By Richard Koch, CPA
Director of Quality Control at Gray, Gray & Gray
The Employee Retention Tax Credit (“ERC”) has provided many employers with significant tax credits for retaining workers. While the Paycheck Protection Program (“PPP”) involved loans which are potentially forgiven, ERC’s are potentially refundable as payroll tax credits, and therefore neither debt (ASC 470) or income taxes (ASC 740) apply.
One key consideration however is that the ERC accounting options for an entity will depend on whether they are for-profit or not-for-profit.
When it comes to a not-for-profit entity, the U.S. generally accepted accounting principles (“U.S. GAAP”) require following FASB Subtopic 958-605, “Not-for-Profit Entities – Revenue Recognition” (“Subtopic 958-605”); and would therefore apply that accounting model, including presentation and disclosure. A not-for-profit entity would not be able to elect to analogize to International Accounting Standard 20, “Accounting for Governmental Grants and Disclosure of Government Assistance” (“IAS 20”).
If the organization receives the ERC as an advance, it will record a liability for the cash received until such time that the conditions to earn the credit are substantially met. When conditions are met, a not-for-profit entity is required to record the income as revenue.
U.S. GAAP does not provide a business entity with specific accounting treatment for governmental grants which results in accounting by analogy. Accordingly, a for-profit entity should account for the ERC as a government grant by analogy to either Subtopic 958-605 or IAS 20.
If the business entity received a PPP loan and used either Subtopic 958-605 or IAS 20, it would be expected to apply the same method to the ERC.
Subtopic 958-605 – A for-profit entity that elects to apply the guidance in Subtopic 958-605 would consider the ERC as a non-exchange transaction with a governmental entity that is accounted for as a conditional contribution.
When conditions are met, a for-profit entity may record the amount as grant revenue or other income. However, Subtopic 958-605 does not permit an entity to net the grant against qualifying costs.
Disclosures should describe the accounting model applied, significant terms of the program, and a description of the relevant line items and amounts recognized within the financial statements.

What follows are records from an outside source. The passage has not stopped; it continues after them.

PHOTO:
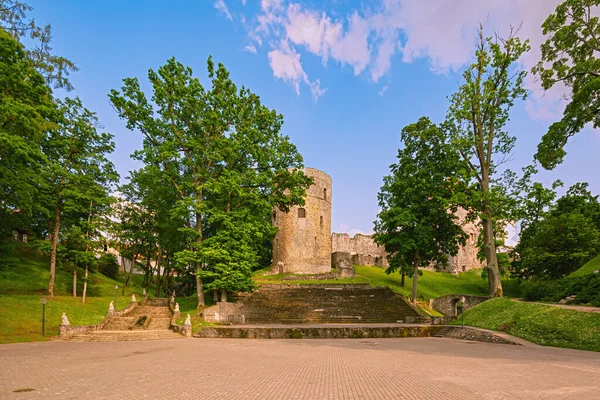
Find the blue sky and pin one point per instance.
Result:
(347, 76)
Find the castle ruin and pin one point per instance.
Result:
(304, 243)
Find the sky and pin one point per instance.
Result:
(346, 75)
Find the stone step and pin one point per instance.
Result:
(113, 336)
(339, 303)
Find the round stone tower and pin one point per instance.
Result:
(303, 243)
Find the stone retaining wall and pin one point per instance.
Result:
(447, 304)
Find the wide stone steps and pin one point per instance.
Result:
(115, 336)
(323, 304)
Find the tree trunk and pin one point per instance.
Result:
(75, 278)
(415, 279)
(494, 283)
(199, 286)
(54, 247)
(85, 284)
(158, 264)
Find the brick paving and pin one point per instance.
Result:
(409, 368)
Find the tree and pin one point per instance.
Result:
(27, 113)
(55, 69)
(78, 172)
(570, 57)
(565, 238)
(476, 121)
(417, 224)
(212, 145)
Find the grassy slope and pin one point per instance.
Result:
(430, 284)
(545, 325)
(23, 284)
(588, 268)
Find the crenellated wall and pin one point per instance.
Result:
(362, 247)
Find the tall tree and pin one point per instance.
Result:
(570, 57)
(78, 171)
(27, 113)
(565, 237)
(476, 121)
(15, 20)
(417, 223)
(195, 136)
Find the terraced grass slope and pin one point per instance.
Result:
(325, 304)
(431, 284)
(544, 325)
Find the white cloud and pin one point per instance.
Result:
(286, 65)
(382, 91)
(222, 7)
(315, 90)
(440, 31)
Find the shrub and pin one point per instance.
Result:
(586, 289)
(108, 265)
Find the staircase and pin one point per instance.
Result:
(119, 336)
(443, 331)
(150, 319)
(293, 304)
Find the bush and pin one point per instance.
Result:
(586, 289)
(108, 265)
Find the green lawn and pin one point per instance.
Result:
(545, 325)
(24, 282)
(588, 268)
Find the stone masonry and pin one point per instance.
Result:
(303, 243)
(363, 249)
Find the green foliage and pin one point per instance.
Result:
(476, 122)
(566, 237)
(586, 289)
(544, 325)
(221, 150)
(26, 114)
(570, 58)
(55, 69)
(588, 268)
(417, 223)
(108, 266)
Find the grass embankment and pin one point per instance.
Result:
(544, 325)
(430, 284)
(24, 282)
(588, 268)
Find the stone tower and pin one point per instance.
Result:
(303, 243)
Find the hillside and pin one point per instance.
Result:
(24, 282)
(588, 268)
(541, 324)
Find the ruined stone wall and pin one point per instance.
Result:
(303, 243)
(363, 249)
(466, 258)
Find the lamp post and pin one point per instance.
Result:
(116, 288)
(462, 310)
(43, 316)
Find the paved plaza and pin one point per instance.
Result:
(410, 368)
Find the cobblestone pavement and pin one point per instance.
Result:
(411, 368)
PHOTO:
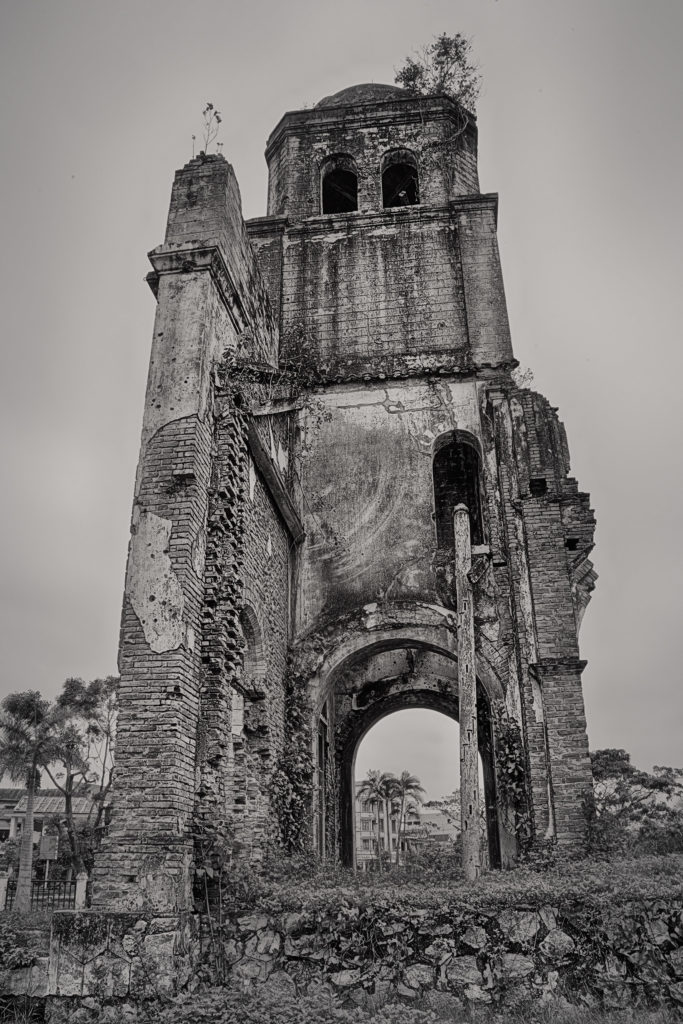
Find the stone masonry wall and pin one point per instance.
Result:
(430, 129)
(211, 301)
(616, 952)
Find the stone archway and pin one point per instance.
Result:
(379, 680)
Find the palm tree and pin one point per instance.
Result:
(406, 787)
(28, 740)
(378, 790)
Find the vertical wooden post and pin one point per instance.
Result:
(469, 767)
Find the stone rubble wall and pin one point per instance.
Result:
(615, 953)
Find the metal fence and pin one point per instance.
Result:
(45, 895)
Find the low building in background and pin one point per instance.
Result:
(47, 805)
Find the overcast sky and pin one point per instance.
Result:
(580, 133)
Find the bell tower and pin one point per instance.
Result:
(344, 506)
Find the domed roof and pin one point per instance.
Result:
(370, 92)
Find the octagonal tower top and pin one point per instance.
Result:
(361, 131)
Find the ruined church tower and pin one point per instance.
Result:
(329, 385)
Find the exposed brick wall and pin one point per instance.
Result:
(398, 317)
(429, 128)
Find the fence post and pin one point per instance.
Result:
(81, 886)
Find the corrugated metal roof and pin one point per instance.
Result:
(53, 802)
(10, 796)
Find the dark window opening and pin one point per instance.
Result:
(340, 190)
(399, 185)
(456, 470)
(322, 779)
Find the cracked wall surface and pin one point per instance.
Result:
(304, 370)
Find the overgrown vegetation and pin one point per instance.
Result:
(221, 1006)
(71, 740)
(444, 67)
(292, 778)
(631, 811)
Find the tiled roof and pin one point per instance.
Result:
(9, 797)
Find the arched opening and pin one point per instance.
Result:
(457, 480)
(375, 683)
(399, 179)
(339, 185)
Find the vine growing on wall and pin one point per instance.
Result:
(511, 781)
(292, 778)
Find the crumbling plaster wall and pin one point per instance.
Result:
(366, 474)
(367, 477)
(389, 294)
(174, 660)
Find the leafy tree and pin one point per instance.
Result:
(406, 788)
(442, 67)
(29, 731)
(631, 810)
(84, 755)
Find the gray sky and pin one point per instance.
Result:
(580, 133)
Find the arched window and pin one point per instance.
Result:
(456, 471)
(340, 185)
(399, 179)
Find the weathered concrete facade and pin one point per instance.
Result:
(325, 388)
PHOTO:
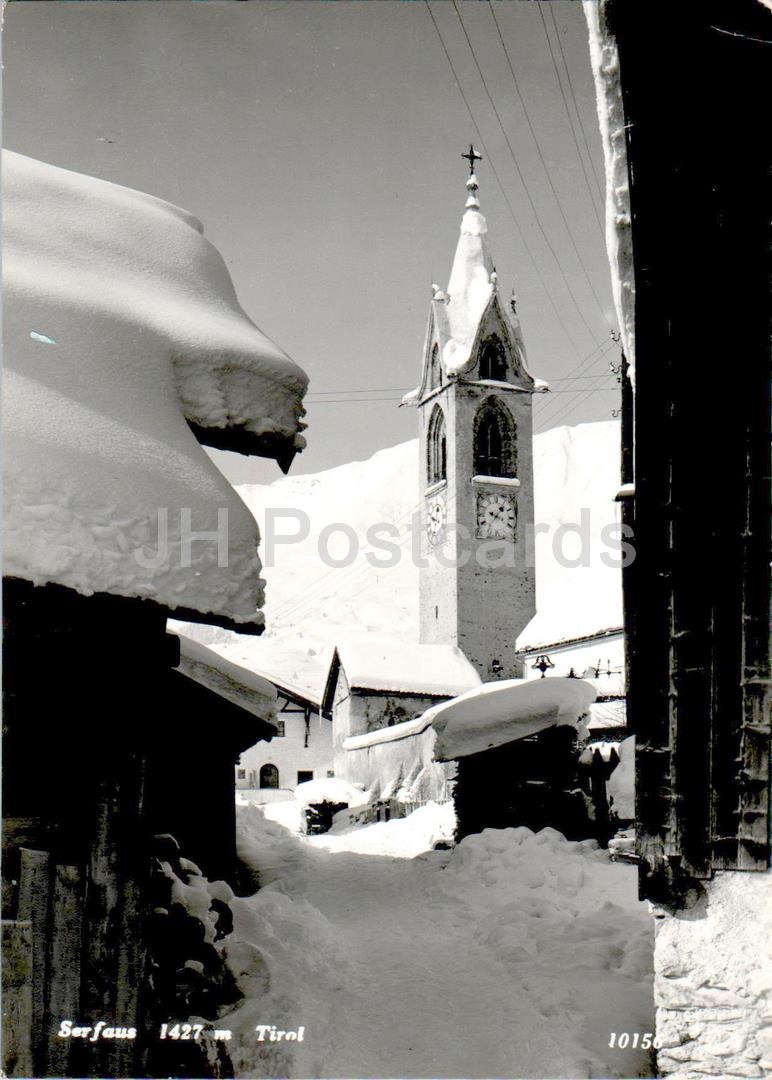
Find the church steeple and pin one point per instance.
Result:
(474, 404)
(471, 283)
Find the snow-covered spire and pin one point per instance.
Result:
(472, 280)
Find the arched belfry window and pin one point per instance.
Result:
(436, 447)
(492, 360)
(269, 775)
(435, 375)
(495, 441)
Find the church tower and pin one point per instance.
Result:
(476, 482)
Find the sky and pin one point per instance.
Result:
(320, 145)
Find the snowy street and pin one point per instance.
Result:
(514, 955)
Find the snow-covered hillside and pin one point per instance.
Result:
(310, 606)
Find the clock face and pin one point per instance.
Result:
(496, 516)
(435, 520)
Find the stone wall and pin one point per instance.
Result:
(713, 982)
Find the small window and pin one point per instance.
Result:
(269, 775)
(436, 447)
(435, 375)
(492, 361)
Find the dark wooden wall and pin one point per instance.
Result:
(105, 746)
(695, 89)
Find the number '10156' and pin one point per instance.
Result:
(644, 1040)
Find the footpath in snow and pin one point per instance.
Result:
(514, 955)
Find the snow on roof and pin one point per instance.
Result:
(498, 713)
(329, 790)
(607, 714)
(393, 733)
(229, 680)
(381, 663)
(579, 588)
(604, 59)
(122, 327)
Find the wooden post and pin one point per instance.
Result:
(64, 966)
(35, 906)
(17, 998)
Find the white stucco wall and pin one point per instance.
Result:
(289, 754)
(713, 982)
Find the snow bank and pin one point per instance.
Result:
(499, 713)
(121, 328)
(398, 838)
(621, 783)
(564, 921)
(284, 955)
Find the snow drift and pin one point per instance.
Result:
(122, 328)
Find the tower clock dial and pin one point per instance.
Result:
(496, 516)
(435, 520)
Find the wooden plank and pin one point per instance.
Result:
(17, 998)
(64, 966)
(35, 905)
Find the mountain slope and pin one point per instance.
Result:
(311, 604)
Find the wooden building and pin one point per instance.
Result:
(682, 92)
(104, 480)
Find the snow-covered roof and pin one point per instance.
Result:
(329, 790)
(229, 680)
(122, 332)
(604, 59)
(385, 664)
(393, 733)
(608, 714)
(498, 713)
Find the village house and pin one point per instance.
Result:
(125, 347)
(301, 748)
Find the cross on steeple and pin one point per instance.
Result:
(471, 157)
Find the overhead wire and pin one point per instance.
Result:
(585, 139)
(546, 170)
(523, 179)
(504, 196)
(568, 113)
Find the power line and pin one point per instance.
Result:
(547, 417)
(501, 186)
(370, 401)
(544, 165)
(591, 159)
(522, 177)
(564, 413)
(568, 113)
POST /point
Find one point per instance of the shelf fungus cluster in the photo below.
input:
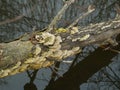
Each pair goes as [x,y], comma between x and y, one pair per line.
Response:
[44,53]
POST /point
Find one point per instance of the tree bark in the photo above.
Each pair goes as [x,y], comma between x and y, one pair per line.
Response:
[42,49]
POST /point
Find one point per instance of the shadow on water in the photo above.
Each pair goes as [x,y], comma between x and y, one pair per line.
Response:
[21,16]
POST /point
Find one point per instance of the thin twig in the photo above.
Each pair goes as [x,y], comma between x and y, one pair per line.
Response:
[12,20]
[90,10]
[59,15]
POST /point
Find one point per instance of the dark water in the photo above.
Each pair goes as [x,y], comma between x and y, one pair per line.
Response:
[39,13]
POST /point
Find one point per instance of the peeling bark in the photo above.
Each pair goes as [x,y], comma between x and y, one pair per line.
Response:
[44,48]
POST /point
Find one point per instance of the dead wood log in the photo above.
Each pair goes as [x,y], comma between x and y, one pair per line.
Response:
[42,49]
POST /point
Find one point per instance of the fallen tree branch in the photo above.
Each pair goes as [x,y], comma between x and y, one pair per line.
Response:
[59,15]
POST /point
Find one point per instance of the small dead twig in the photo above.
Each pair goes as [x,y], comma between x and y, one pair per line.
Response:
[12,20]
[59,15]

When amounts have not been recognized because conditions have not been substantially met, these conditions should be disclosed.
IAS 20 – Government grants are recognized in profit or loss on a systematic basis over the periods in which the entity recognizes expenses for the related costs for which the grants are intended to compensate. In the case of grants related to assets, this requires setting up the grant as deferred income or deducting it from the carrying amount of the asset.
A government grant is recognized only when there is reasonable assurance that (a) the entity will comply with any conditions attached to the grant and (b) the grant will be received.
A grant receivable as compensation for costs already incurred or for immediate financial support, with no future related costs, should be recognized as income in the period in which it becomes a receivable.
A grant relating to assets may be presented in one of two ways: (a) as deferred income; or (b) by deducting the grant from the asset’s carrying amount.
A grant relating to income may be reported separately as “other income” or deducted from the related expense.
The following must be disclosed for government grants: (a) accounting policy adopted for grants, including method of balance sheet presentation; (b) nature and extent of grants recognized in the financial statements; and (c) unfulfilled conditions and contingencies attaching to recognized grants.